Im Prozess um das angebliche Krebs-Heilmittel "Ukrain" ist am Montag das letzte Urteil gefällt worden. Ein Chemiker wurde wegen schweren gewerbsmäßigen Betruges zu 3,5 Jahren unbedingter Haft verurteilt, weil er abgelaufene Ampullen verkaufte, nachdem er diese umetikettiert hatte. Das Urteil des Schöffengerichts (Vorsitz: Marion Hohenecker) ist nicht rechtskräftig.
Der Angeklagte meldete Nichtigkeit und Berufung an, die Staatsanwaltschaft gab keine Erklärung ab. Bereits im März 2015 waren die Ex-Frau und langjährige Sekretärin des Chemikers der Beitragstäterschaft freigesprochen worden.
Extrakt in Österreich nicht zugelassen
Seit den 1990er-Jahren hatte der Mann über sein Einzelunternehmen mit Sitz in Wien-Wieden das angebliche "Wundermittel Ukrain" verkauft, das seiner Darstellung zufolge jede Art von Krebs heilen soll. Die Frage der Wirksamkeit des Präparats, an der es Zweifel gibt - der flüssige Extrakt aus Wurzeln des Schöllkrauts ist in Österreich nicht zugelassen und darf daher an sich nicht vertrieben werden -, stand dabei aber nicht im Vordergrund. Prozessgegenstand am Wiener Landesgericht war vielmehr der Umstand, dass der Chemiker nach der amtlichen Beschlagnahme seiner Bestände alte, teilweise seit Jahren abgelaufene Ampullen einfach umetikettiert und das Haltbarkeitsdatum auf 2015 bzw. 2016 erstreckt haben soll.
Die Behörden hatten zuerst gar nicht mitbekommen, dass der Beschuldigte sein "Wundermittel" im großen Stil in alle Welt verkaufte. 2011 sei dann mehr oder weniger zufällig ein Paket abgefangen worden, worauf an der Betriebsstätte des Chemikers eine Hausdurchsuchung vorgenommen wurde.
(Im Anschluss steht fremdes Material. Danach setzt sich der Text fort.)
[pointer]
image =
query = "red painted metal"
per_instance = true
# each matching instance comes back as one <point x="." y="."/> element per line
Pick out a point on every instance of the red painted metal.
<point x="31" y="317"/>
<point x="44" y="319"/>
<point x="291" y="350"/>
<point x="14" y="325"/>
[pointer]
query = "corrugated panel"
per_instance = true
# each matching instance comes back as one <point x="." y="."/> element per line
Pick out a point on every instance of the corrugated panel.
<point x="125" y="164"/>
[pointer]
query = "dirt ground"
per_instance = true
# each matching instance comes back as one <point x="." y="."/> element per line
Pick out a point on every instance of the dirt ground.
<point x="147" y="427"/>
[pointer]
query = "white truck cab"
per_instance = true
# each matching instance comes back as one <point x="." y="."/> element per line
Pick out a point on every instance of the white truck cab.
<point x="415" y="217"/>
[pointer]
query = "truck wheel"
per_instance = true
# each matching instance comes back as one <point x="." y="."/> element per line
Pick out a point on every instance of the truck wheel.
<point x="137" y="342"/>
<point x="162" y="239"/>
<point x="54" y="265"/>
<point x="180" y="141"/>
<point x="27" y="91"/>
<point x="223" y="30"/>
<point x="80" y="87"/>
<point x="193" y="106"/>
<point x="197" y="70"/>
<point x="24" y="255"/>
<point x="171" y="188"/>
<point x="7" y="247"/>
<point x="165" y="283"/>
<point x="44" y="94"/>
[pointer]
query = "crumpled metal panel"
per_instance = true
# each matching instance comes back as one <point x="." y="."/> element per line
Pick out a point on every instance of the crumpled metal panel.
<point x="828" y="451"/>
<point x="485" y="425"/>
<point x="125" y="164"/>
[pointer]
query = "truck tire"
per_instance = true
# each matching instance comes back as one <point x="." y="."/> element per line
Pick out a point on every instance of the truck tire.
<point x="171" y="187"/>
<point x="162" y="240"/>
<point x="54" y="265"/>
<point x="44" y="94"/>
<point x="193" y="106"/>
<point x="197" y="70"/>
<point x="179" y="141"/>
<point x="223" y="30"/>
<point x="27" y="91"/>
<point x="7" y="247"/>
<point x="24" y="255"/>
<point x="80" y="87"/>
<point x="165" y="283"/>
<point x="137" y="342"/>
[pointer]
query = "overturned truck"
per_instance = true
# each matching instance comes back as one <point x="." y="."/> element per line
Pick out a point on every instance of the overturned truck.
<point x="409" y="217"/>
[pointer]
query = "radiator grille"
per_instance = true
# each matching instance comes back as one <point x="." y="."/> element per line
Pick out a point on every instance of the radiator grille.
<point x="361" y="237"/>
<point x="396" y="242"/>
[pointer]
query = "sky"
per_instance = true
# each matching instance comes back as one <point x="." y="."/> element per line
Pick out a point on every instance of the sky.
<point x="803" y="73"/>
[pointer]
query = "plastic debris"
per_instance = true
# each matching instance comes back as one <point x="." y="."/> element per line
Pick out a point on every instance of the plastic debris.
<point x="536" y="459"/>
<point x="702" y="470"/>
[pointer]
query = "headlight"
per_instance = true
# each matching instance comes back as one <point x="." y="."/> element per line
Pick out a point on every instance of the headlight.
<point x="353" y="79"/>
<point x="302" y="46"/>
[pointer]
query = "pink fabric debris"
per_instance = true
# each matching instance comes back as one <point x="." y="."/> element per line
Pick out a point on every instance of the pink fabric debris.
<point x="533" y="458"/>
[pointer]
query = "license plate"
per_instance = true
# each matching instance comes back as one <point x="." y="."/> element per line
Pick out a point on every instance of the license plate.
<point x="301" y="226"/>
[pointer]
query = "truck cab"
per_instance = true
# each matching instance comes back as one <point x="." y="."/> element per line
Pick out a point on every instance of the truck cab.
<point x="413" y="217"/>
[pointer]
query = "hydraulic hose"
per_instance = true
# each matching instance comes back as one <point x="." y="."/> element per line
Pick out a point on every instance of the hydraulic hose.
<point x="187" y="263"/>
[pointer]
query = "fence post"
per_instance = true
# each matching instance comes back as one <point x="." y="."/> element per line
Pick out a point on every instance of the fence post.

Sämtliche vorgefundenen frischen Ampullen wurden dabei aus dem Verkehr gezogen. Der Hersteller von "Ukrain" behalf sich damit, dass er alte Ampullen aus dem Lager holte, in eine Geschirrspülmittel-Lösung gab, somit die Etiketten entfernte und mit einer Etikettiermaschine neue auf die Ampullen drucken ließ, die nun ein deutlich in der Zukunft gelegenes Ablaufdatum aufwiesen.
Mittel als letzte Hoffnung
Als Hersteller sei der Angeklagte berechtigt gewesen, neue Etiketten anzubringen, da ihm als Chemiker klar war, dass das "Ukrain" nach wie vor wirksam war, hielt Verteidiger Adrian Hollaender zum Prozessauftakt fest. "Das sind alkaloide Salze. Und Salze verderben nicht." Zahlreiche Zeugen - darunter Krebspatienten und deren Angehörige - sahen das Mittel als letzte Hoffnung, sagten jedoch vor Gericht aus, dass sie es nicht genommen bzw. verabreicht hätten, wenn sie gewusst hätten, dass es abgelaufen sei.
Die Umetikettierung hat sich laut Zentraler Staatsanwaltschaft zur Verfolgung von Wirtschaftskriminalität und Korruption (WKStA) gelohnt. Binnen zehn Monaten habe der Angeklagte 17.400 Ampullen mit einem gefälschten Ablaufdatum in Verkehr gesetzt, damit seine Kunden getäuscht und mit diesem Betrug einen Erlös von 1,1 Millionen Euro erzielt.